The cryptocurrency industry’s pursuit of policy validity took an unusual diplomatic detour when the Blockchain for Good Alliance (BGA) took its message about verifiable trust infrastructure directly to the United Nations Cultural Forum. The original report details how the nonprofit organization, founded by cryptocurrency exchange Bybit, urged policymakers to treat blockchain and AI as common building blocks for institutional trust, rather than isolated risks.
The intervention comes at a precarious time for crypto regulation in Washington, with banks seeking to kill a sweeping Senate bill just days before a decisive vote. While national legislators debated the future of digital asset surveillance, the BGA audience highlighted a parallel on the international stage. It is an attempt to define the value of cryptocurrencies not by market fluctuations, but by their ability to anchor truth in an information environment increasingly polluted by synthetic media and AI-generated fraud.
Reframe the trust issue
What differentiates BGA’s UN proposal from standard industry claims is its focus on verifiable infrastructure. The argument is that cultural institutions, from museums to government archives, can use blockchain-based systems to prove the origin and integrity of digital records without relying on a single authority. In a world where deepfakes and manipulated evidence undermine the credibility of organizations, the ability to independently verify the provenance of documents and video storage is no longer a niche concern but a governance necessity.
This vision aligns with projects already in operation in the decentralized AI space. UXLINK’s recent partnership with Origins Network shows that scalable, trustless computing can support AI-validated interactions without a centralized server. As cultural groups and United Nations organizations begin piloting similar validation layers, the conversation quickly moves from the theoretical to the concrete.
Organizational power and diplomatic credibility
BGA’s connection to Bybit – an exchange with tens of millions of users and subject to significant regulation around the world – gives this partnership more staying power than the typical blockchain coalition for good. With its non-profit structure, Bybit’s own survival depends on creating a regulatory environment that views exchanges as infrastructure rather than casinos. The UN Forum is therefore more than altruistic. This is a strategic attempt to change Overton’s perspective on what cryptocurrencies mean for governments.

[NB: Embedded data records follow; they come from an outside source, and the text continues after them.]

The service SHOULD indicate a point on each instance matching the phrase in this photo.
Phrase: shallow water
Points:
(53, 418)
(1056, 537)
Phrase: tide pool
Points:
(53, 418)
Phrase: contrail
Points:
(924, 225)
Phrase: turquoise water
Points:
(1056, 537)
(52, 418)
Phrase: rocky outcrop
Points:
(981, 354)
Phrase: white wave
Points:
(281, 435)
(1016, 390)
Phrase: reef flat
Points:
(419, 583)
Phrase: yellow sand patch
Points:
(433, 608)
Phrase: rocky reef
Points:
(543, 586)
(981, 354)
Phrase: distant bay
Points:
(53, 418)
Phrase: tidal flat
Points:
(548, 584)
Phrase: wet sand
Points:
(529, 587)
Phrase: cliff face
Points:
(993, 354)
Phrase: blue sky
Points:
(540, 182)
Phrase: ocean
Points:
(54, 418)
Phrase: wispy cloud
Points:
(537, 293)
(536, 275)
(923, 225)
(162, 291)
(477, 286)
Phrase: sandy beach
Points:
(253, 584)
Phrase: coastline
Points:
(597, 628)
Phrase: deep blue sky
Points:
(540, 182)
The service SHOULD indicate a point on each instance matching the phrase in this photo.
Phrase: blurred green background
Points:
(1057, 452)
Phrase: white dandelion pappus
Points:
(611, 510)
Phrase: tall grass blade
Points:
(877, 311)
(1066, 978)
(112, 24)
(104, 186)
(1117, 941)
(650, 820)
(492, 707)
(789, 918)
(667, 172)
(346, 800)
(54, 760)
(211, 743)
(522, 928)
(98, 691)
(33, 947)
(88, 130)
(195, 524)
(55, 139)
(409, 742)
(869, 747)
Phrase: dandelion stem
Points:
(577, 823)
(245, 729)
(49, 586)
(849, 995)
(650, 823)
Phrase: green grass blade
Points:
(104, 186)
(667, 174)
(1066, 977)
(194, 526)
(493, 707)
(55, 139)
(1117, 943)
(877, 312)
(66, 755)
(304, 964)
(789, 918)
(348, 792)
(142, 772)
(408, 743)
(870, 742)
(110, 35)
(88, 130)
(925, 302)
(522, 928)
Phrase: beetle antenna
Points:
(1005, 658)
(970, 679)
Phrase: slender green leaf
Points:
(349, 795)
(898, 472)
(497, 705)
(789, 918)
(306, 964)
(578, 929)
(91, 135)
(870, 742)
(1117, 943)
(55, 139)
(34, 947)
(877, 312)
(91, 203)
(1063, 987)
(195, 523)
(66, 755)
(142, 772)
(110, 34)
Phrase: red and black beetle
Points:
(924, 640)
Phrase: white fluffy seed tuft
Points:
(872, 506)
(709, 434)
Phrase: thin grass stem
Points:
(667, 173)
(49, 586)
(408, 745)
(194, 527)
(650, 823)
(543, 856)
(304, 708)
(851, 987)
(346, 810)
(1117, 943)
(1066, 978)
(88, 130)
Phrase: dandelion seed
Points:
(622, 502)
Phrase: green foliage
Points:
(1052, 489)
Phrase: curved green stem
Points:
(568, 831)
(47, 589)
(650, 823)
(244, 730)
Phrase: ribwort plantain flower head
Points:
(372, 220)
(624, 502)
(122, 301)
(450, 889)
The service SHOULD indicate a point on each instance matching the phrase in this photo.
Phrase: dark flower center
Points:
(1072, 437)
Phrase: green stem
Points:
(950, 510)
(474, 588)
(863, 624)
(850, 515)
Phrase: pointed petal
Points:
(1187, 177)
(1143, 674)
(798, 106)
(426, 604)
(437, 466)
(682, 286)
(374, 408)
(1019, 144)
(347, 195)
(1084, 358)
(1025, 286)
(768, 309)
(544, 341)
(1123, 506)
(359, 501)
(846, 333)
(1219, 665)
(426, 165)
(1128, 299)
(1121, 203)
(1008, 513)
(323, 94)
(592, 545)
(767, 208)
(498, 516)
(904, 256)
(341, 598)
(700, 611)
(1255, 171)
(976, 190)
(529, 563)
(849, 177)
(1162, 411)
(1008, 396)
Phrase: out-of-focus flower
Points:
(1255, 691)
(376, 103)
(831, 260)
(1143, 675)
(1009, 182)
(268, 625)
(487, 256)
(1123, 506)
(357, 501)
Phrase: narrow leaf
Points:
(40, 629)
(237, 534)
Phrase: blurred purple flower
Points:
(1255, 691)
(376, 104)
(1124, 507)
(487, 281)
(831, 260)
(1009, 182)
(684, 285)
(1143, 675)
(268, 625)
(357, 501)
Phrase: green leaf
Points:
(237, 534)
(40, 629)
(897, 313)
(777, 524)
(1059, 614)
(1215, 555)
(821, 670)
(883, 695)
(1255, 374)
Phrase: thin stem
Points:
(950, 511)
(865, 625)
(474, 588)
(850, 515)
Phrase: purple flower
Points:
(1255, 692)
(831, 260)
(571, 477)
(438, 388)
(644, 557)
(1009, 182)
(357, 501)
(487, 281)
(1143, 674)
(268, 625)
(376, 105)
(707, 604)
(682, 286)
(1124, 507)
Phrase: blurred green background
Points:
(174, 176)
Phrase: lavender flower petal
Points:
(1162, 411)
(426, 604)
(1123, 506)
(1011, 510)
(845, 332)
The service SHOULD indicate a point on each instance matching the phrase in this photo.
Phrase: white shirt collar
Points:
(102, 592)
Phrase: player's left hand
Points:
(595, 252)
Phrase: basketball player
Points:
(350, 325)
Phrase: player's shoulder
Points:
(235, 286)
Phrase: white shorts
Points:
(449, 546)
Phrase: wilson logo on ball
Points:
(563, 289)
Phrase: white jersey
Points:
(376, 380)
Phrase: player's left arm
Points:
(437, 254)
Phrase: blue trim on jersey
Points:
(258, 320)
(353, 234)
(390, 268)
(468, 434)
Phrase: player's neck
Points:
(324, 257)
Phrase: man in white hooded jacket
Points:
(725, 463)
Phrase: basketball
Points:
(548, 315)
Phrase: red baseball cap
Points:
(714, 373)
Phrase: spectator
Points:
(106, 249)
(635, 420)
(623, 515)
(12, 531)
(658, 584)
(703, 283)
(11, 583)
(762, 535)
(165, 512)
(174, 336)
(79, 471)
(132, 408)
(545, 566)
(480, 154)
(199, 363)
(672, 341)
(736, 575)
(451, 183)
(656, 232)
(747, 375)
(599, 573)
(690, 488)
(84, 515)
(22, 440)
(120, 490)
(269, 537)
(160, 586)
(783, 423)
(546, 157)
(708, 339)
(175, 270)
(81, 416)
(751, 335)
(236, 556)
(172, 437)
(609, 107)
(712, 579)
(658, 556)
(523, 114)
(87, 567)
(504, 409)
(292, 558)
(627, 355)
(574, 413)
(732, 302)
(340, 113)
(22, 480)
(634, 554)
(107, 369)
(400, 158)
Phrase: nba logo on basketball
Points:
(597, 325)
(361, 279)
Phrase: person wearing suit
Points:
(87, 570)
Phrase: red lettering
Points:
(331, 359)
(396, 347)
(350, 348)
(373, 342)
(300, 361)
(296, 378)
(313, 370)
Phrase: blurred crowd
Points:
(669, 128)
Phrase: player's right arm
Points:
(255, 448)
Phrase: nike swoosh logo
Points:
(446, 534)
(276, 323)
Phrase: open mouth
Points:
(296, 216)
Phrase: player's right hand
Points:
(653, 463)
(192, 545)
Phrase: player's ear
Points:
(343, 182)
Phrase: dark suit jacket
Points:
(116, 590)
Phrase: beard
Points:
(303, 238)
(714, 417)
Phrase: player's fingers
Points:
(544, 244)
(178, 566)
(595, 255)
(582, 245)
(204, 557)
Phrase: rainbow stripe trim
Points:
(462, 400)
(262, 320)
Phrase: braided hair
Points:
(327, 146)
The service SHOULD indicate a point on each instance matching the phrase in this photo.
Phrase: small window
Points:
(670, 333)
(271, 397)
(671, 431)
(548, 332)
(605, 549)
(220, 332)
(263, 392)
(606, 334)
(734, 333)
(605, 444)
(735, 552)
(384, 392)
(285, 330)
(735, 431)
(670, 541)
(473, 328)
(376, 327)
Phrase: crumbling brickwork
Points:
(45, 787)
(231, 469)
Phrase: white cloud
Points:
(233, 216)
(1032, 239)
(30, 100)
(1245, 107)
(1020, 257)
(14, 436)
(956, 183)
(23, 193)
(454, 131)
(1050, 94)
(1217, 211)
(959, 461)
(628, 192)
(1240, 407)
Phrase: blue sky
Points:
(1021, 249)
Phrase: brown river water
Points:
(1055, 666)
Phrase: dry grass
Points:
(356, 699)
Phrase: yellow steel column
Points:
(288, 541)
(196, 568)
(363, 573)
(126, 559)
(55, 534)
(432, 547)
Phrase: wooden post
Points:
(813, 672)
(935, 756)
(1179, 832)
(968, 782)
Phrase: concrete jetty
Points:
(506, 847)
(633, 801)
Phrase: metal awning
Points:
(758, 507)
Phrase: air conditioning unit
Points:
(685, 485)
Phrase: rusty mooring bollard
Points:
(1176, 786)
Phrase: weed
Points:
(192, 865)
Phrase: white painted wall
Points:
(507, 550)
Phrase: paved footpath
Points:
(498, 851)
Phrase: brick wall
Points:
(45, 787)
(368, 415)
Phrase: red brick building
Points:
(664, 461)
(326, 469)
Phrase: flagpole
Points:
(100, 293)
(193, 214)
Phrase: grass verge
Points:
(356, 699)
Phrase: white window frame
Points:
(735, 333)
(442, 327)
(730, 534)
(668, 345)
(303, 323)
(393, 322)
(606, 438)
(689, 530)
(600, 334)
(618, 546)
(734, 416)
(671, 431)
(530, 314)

Still, it’s natural to be skeptical. Many industry groups have visited UN events, taken photos, and then returned home. National regulators, particularly in the US and Europe, continue to tighten regulations regarding stablecoins, privacy tools, and exchange operations. The banking sector’s resistance to comprehensive crypto legislation shows that even if the industry and lawmakers find common ground, deep-seated financial interests can block progress at the last minute. The challenge for BGA is to ensure that verifiable infrastructure becomes a concrete policy discussion rather than a side panel full of buzzwords.
where the road continues
The connection between BGA’s diplomatic push and real-world adoption is not fanciful. There is already over $20 billion in tokenized assets on public blockchains, and institutions like JPMorgan are clearing tokenized Treasury transactions on-chain. Extending that infrastructure to cultural or governmental records is a logical, if politically complex, next step. If the United Nations or its member agencies begin experimenting with permanent registers for cultural heritage, aid transparency, and election monitoring, the signal to other international organizations will be much clearer.
The cryptocurrency market has become accustomed to measuring progress by ETF flows and Layer 2 transaction counts. BGA’s appearance at the United Nations is a reminder that the most difficult part of deployment is not writing the smart contract. It gives institutions the confidence that decentralization makes the organization more trustworthy, not less. For market participants who track regulatory sentiment, the aftermath of the forum is more important than the speech itself. If the BGA can secure invitations to follow-up meetings and working groups from UN cultural groups, it would show that policy doors are indeed opening, even if governments remain divided. If this effort dies down the hall without any tangible results, it will simply become another data point in the long history of cryptocurrencies’ unfulfilled institutional efforts.